While I regret – greatly – the fact that I LMG, I did so for the right reasons to take care of my aforementioned beloved through the past few months because 1. It’s what you do when something like that happens, and 2. It wasn’t even a question because, after all, he is my beloved.

I took on things that I never dreamed I’d do, and in turn, feel that finally at almost 34 years of age, I’m a bona fied grown up. I’m in a grown-up relationship, I’m doing grown-up things, I have a grown-up home, I have a grown-up future.

But by putting myself on the back burner, I did a disservice to myself. I know I can handle everything – and hopefully anything that gets thrown at me from here on out – but I won’t be able to if I’m not feeling good about myself or if I’m feeling sluggish because I’m carrying around extra weight.

To be a fighter, you must be in fighting form.

Today when I walked outside, it hit me.
Thought part of it might be the icy temperatures that seemed like a slap in the face after yesterday’s record-breaking 50+ degrees, but I digress.
I need to take care of me. I can take care of me while taking care of someone without feeling or being selfish. I have to take care of me now more than ever.

So as I walked to my car on this frigid, blustery day, I decided to start a food diary. It’s something that’s always worked in the past for me when I was doing Weight Watchers on my own at home to keep track of points, but now, I’m going to put into practice all those suggestions I’ve read in articles in Shape and Self.

I’m going to write everything I eat – alongside what I’m feeling when I’m eating it. I’m a chronic binger when things get crazy around me. I don’t know why, I just am. Keeping a food diary will help me reel that in, hopefully, and hopefully help me make the changes I need to make to be the best, healthiest me I can be so that I can be the best to the people I love.

As a longtime journaler, this should be an easy task for me, and I look forward to starting. Not tomorrow, but starting with today’s oatmeal and the salad and sandwich I’ll have for lunch.

Keeping such a log of what I’m eating will surely inspire me to not write things like “Housed an entire bag of chips in one sitting,” “Just ate five slices of cheese” or “Inhaled a dozen medium wings,” which I admit has definitely happened more than a few times.

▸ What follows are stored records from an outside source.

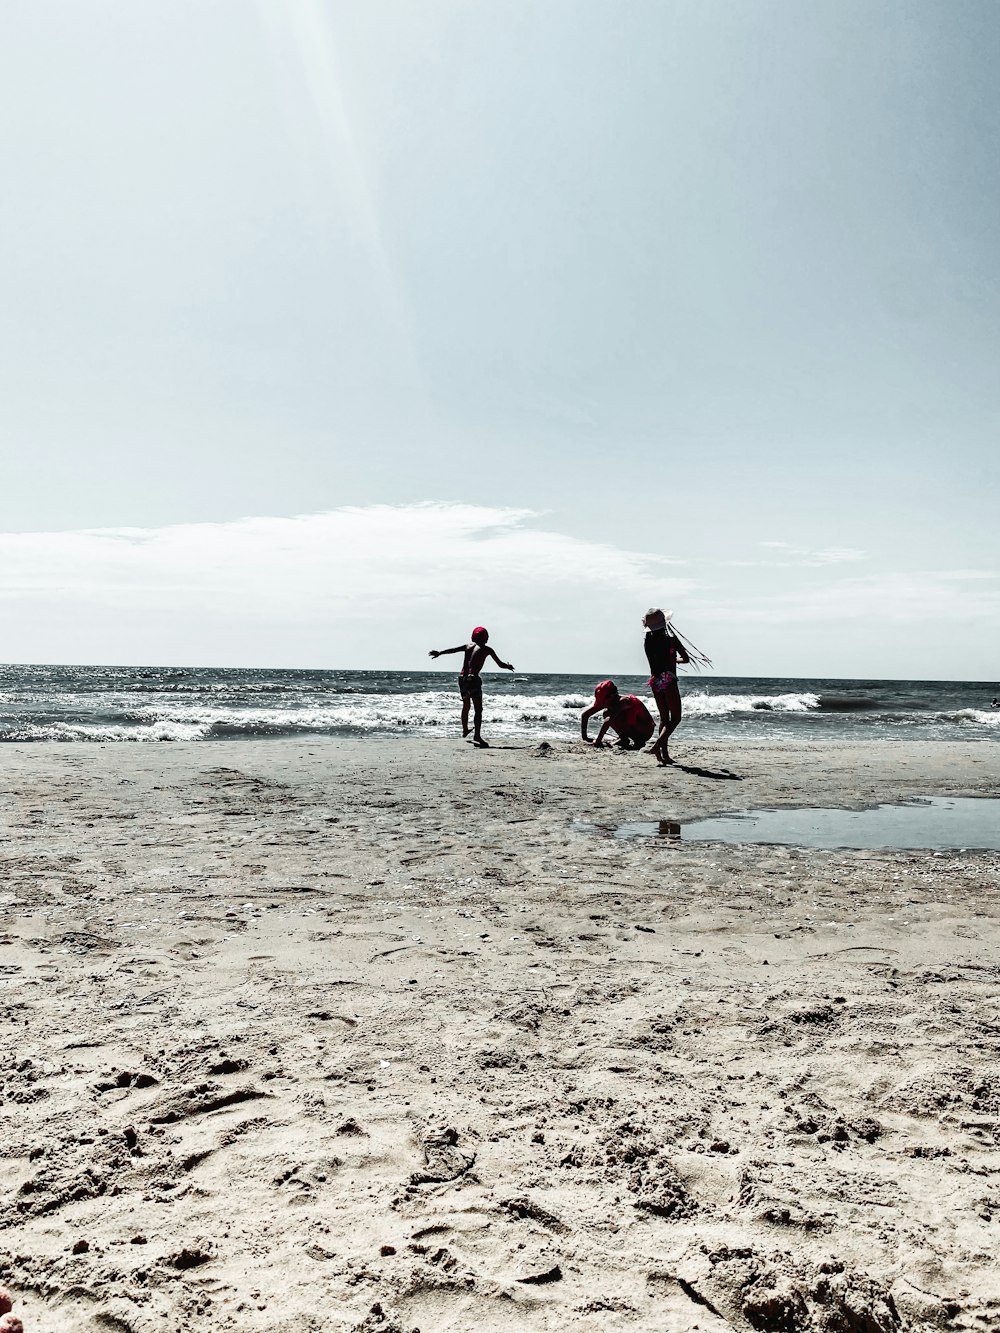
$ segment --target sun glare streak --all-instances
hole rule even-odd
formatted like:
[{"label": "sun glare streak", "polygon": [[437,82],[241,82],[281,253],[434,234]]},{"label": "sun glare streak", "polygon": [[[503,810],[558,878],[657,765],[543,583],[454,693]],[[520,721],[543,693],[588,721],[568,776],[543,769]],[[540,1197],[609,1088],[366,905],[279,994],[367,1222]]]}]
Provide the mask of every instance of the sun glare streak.
[{"label": "sun glare streak", "polygon": [[[399,351],[415,384],[423,389],[424,377],[410,320],[385,242],[365,153],[345,99],[330,6],[325,0],[259,0],[258,9],[272,45],[292,49],[295,73],[301,78],[300,97],[304,94],[309,104],[325,150],[329,168],[327,178],[349,210]],[[276,50],[273,54],[279,52]],[[279,60],[280,63],[283,62]],[[287,87],[287,80],[285,82],[285,95],[295,96],[294,90]],[[293,124],[295,119],[292,118]]]}]

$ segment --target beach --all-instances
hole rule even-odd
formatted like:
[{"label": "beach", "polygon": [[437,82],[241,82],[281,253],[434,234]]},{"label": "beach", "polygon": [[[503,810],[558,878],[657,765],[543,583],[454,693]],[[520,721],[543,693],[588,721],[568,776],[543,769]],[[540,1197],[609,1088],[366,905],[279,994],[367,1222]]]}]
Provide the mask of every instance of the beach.
[{"label": "beach", "polygon": [[994,741],[2,747],[28,1333],[1000,1328]]}]

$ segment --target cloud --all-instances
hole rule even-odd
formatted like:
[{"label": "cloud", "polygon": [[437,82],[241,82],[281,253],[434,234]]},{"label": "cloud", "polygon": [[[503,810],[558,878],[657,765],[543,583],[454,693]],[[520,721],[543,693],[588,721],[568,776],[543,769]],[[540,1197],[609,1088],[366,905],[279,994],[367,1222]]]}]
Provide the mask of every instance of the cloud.
[{"label": "cloud", "polygon": [[801,563],[808,568],[821,568],[824,565],[844,565],[855,560],[867,559],[867,552],[859,551],[854,546],[827,546],[822,551],[806,551],[801,554]]},{"label": "cloud", "polygon": [[[811,584],[786,593],[744,598],[739,602],[702,603],[716,618],[739,621],[866,621],[927,626],[935,621],[995,623],[1000,615],[1000,572],[993,570],[914,570],[871,574]],[[930,643],[925,649],[930,649]],[[919,674],[919,672],[918,672]]]},{"label": "cloud", "polygon": [[781,555],[780,560],[727,560],[725,563],[738,569],[823,569],[827,565],[843,565],[857,560],[866,560],[867,551],[856,546],[826,546],[813,551],[805,546],[792,546],[789,542],[758,542]]},{"label": "cloud", "polygon": [[947,674],[959,640],[988,655],[995,572],[858,575],[833,558],[847,548],[787,549],[793,559],[722,580],[713,558],[681,567],[568,536],[530,509],[434,503],[6,533],[0,611],[5,655],[21,662],[409,669],[484,623],[522,669],[608,675],[643,670],[649,605],[677,609],[722,671],[794,661],[808,674],[831,660],[831,637],[850,641],[846,669],[862,674],[877,662]]},{"label": "cloud", "polygon": [[480,505],[374,505],[0,534],[6,637],[21,661],[386,666],[412,664],[428,637],[461,638],[470,617],[493,617],[512,630],[548,622],[549,656],[567,635],[572,655],[596,642],[591,618],[606,626],[627,617],[634,633],[651,601],[694,586],[662,558],[551,531],[538,518]]},{"label": "cloud", "polygon": [[165,528],[0,534],[0,596],[67,593],[115,606],[183,600],[297,616],[350,603],[383,615],[401,598],[523,581],[662,588],[666,562],[528,527],[527,509],[418,504]]}]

Instead of binging mindlessly, a journal will allow me to think about what I’m eating and if it’s the best option. Sure, I’ll find myself at our favorite wing place on occasion, but instead of “inhaling” a delightful dozen, I’ll get six and counter it with a salad, and soon smaller portions will become second nature.

I’m dedicating time to myself everyday – be it just a stroll around the block or a kick-ass session on the Air Climber – something, anything that will get me moving, clear my head and give me a moment to focus on someone important: Me.

This way I can still be here for the people I love when they need me, and most importantly, when they don’t because really, those are the best times of all.